What is FlashAttention?
FlashAttention restructures attention into blockwise computation held in shared memory. It streams K/V tiles, computes QK^T in chunks, updates running softmax statistics for stability, applies masks, and multiplies by V—all inside a fused kernel that reduces memory traffic. Successive versions expand support for causal/padding masks, variable-length packing, and mixed precision (BF16/FP16). Because it is exact (unlike sparse/low-rank approximations), model quality is preserved while throughput and attainable context length increase substantially.

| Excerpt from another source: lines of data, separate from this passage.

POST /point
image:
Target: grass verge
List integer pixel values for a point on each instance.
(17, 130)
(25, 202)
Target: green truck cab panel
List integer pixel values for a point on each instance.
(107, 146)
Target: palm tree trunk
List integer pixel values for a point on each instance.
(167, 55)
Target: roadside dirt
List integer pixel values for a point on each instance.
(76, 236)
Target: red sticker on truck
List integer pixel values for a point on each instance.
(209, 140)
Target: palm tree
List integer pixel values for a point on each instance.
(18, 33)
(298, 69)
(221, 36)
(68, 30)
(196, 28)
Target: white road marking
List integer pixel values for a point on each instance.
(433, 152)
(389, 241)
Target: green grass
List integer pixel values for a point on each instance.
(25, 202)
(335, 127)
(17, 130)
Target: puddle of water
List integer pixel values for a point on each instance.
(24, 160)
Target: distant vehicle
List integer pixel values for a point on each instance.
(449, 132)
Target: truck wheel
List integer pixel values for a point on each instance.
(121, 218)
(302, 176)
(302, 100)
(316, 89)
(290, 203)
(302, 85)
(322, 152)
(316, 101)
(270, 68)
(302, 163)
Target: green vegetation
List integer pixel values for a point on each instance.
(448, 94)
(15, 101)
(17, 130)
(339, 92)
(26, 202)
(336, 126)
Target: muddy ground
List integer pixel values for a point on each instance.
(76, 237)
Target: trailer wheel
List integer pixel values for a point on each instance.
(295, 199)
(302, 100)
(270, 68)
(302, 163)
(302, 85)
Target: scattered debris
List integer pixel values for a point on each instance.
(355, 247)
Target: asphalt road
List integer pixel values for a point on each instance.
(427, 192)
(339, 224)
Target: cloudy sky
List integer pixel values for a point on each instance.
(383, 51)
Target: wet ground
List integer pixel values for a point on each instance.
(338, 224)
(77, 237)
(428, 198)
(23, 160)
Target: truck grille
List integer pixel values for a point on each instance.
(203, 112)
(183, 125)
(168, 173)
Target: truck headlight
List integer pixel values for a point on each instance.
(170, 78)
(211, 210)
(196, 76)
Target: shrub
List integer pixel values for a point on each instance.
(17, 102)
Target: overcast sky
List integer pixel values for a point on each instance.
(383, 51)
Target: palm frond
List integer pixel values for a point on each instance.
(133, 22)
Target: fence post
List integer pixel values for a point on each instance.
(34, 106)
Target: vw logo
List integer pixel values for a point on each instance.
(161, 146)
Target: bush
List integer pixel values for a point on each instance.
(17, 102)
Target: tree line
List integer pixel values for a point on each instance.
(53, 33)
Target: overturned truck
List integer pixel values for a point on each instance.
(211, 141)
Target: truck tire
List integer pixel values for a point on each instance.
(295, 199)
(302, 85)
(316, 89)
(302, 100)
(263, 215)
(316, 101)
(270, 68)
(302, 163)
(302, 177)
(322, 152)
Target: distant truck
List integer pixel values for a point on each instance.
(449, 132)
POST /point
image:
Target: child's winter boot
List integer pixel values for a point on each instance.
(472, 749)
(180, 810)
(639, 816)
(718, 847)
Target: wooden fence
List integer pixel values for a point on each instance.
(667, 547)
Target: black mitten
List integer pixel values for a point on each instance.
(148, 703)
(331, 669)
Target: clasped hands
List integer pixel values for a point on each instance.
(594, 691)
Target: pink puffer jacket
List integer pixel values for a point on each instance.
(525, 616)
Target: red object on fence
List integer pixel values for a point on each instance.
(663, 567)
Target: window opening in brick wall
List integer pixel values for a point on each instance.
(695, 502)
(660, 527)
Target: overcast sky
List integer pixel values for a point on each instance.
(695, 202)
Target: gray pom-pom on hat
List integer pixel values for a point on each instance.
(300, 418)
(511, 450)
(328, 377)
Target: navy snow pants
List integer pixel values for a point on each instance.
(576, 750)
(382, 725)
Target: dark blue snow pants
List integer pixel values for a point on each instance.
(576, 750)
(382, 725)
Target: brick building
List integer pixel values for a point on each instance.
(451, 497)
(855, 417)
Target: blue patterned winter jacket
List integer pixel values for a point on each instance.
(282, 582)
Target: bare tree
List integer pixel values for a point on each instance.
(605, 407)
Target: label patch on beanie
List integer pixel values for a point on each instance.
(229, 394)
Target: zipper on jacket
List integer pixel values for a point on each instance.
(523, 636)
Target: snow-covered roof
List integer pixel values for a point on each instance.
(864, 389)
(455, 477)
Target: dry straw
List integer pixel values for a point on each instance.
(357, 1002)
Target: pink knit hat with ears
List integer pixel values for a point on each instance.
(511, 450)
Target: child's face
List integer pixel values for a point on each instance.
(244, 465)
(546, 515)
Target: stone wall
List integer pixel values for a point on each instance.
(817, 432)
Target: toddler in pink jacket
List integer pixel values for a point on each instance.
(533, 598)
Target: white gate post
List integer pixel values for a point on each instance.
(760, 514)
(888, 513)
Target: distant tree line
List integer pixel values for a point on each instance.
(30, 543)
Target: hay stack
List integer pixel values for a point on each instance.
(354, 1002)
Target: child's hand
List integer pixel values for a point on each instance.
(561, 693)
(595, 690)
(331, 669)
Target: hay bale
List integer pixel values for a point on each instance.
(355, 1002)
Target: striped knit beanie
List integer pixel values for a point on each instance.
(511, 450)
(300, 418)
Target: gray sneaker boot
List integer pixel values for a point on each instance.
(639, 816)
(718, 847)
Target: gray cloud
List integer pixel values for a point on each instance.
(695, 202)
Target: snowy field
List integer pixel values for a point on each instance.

Where it’s used and why it matters
Attention is bandwidth-bound at long contexts. FlashAttention boosts tokens-per-second, lowers activation memory, and enables larger batches or longer windows on the same hardware. It is widely adopted across pretraining, fine-tuning, and inference, and composes with paged attention, KV-cache quantization, tensor parallelism, and speculative decoding for cumulative gains.
Examples
- Long-context serving: support 32K–200K token windows with manageable latency and memory.
- Training: raise effective batch size or sequence length without OOM by cutting activation memory.
- Fine-tuning: run instruction/RAG tuning at longer windows on fewer GPUs.
- Multimodal: accelerate attention over image patches or audio frames in transformers.
FAQs
- Is it approximate? No—FlashAttention computes exact softmax attention via an IO-efficient schedule.
- Hardware requirements? CUDA GPUs with fast on‑chip memory; exposed via PyTorch/xFormers and vendor kernels.
- Does it help short prompts? Benefits grow with sequence length; short contexts see modest speedups.
- Can it combine with other optimizations? Yes—KV caching, quantization, parallelism, and speculative decoding are orthogonal.
- Any caveats? Kernel availability varies by framework/GPU; poor sequence packing/padding reduces gains.